Automatically detects the file type based on extension and dispatches to the appropriate reader function. Supports both single files and lists of files for multi-file formats.

Parameters:
  • fn (str, Path, or list of str/Path) – Full path(s) to data file(s) to be read. For multi-file formats, pass a list of file paths.

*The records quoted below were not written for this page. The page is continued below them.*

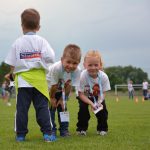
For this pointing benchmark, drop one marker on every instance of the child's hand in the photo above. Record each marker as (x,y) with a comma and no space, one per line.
(61,103)
(53,103)
(93,106)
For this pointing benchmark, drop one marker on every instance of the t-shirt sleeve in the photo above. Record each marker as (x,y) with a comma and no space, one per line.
(53,75)
(48,54)
(82,82)
(105,83)
(76,78)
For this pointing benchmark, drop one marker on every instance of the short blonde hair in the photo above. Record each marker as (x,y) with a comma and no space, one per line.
(30,18)
(94,53)
(73,51)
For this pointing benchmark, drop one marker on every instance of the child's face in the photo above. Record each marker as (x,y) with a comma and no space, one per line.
(92,64)
(69,64)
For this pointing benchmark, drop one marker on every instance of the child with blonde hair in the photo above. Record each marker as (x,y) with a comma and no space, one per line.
(92,88)
(62,76)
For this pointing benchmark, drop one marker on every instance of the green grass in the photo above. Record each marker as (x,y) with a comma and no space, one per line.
(129,128)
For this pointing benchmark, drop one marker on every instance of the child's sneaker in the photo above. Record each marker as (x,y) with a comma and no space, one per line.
(65,134)
(20,138)
(102,133)
(49,138)
(81,133)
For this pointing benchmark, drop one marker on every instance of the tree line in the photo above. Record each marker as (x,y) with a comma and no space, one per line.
(116,74)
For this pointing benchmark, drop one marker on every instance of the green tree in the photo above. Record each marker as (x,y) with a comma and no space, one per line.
(4,69)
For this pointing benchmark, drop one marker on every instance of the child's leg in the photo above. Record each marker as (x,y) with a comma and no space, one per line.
(23,103)
(43,117)
(102,117)
(83,116)
(63,125)
(52,112)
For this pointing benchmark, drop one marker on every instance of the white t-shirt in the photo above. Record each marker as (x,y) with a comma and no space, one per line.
(57,75)
(94,83)
(145,85)
(28,52)
(130,87)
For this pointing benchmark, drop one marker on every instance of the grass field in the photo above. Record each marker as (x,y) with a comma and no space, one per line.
(129,128)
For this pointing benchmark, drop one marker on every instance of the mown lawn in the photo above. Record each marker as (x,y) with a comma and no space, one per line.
(129,128)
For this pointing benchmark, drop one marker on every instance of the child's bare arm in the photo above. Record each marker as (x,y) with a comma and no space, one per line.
(85,99)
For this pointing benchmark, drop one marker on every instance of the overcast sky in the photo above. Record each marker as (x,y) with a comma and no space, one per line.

  • file_type (str, optional) – Specific reader type to use if file extension is ambiguous. Must be one of the keys in the readers registry, by default None

  • **kwargs (dict) – Additional keyword arguments passed to the specific reader function. Supported arguments depend on the file format and reader.

Returns:

Time series object containing the data: - mth5.timeseries.MTTS for single channel data - mth5.timeseries.RunTS for multi-channel run data

Return type:

MTTS or RunTS

Raises:
  • IOError – If any specified file does not exist

  • KeyError – If the specified file_type is not supported

  • ValueError – If no reader can be found for the file extension

Examples

Read a single Z3D file (auto-detected)

>>> data = read_file("/path/to/station_001.z3d")
>>> print(type(data))  # <class 'mth5.timeseries.ChannelTS'>

Read with explicit file type for ambiguous extensions

>>> data = read_file("/path/to/data.bin", file_type="nims")
>>> print(data.n_channels)

Read multiple files for a multi-file format

>>> files = ["/path/to/file1.asc", "/path/to/file2.asc"]
>>> run_data = read_file(files, sample_rate=1.0)

Notes

Supported file types and extensions: - zen: .z3d (Zonge Z3D files) - nims: .bin, .bnn (USGS NIMS files) - usgs_ascii: .asc, .zip (USGS ASCII format) - miniseed: .miniseed, .ms, .mseed (miniSEED format) - lemi424: .txt (LEMI-424 format) - phoenix: .bin, .td_30, .td_150, .td_24k (Phoenix formats) - metronix: .atss (Metronix ADU format)

For ambiguous extensions like .bin, specify file_type explicitly.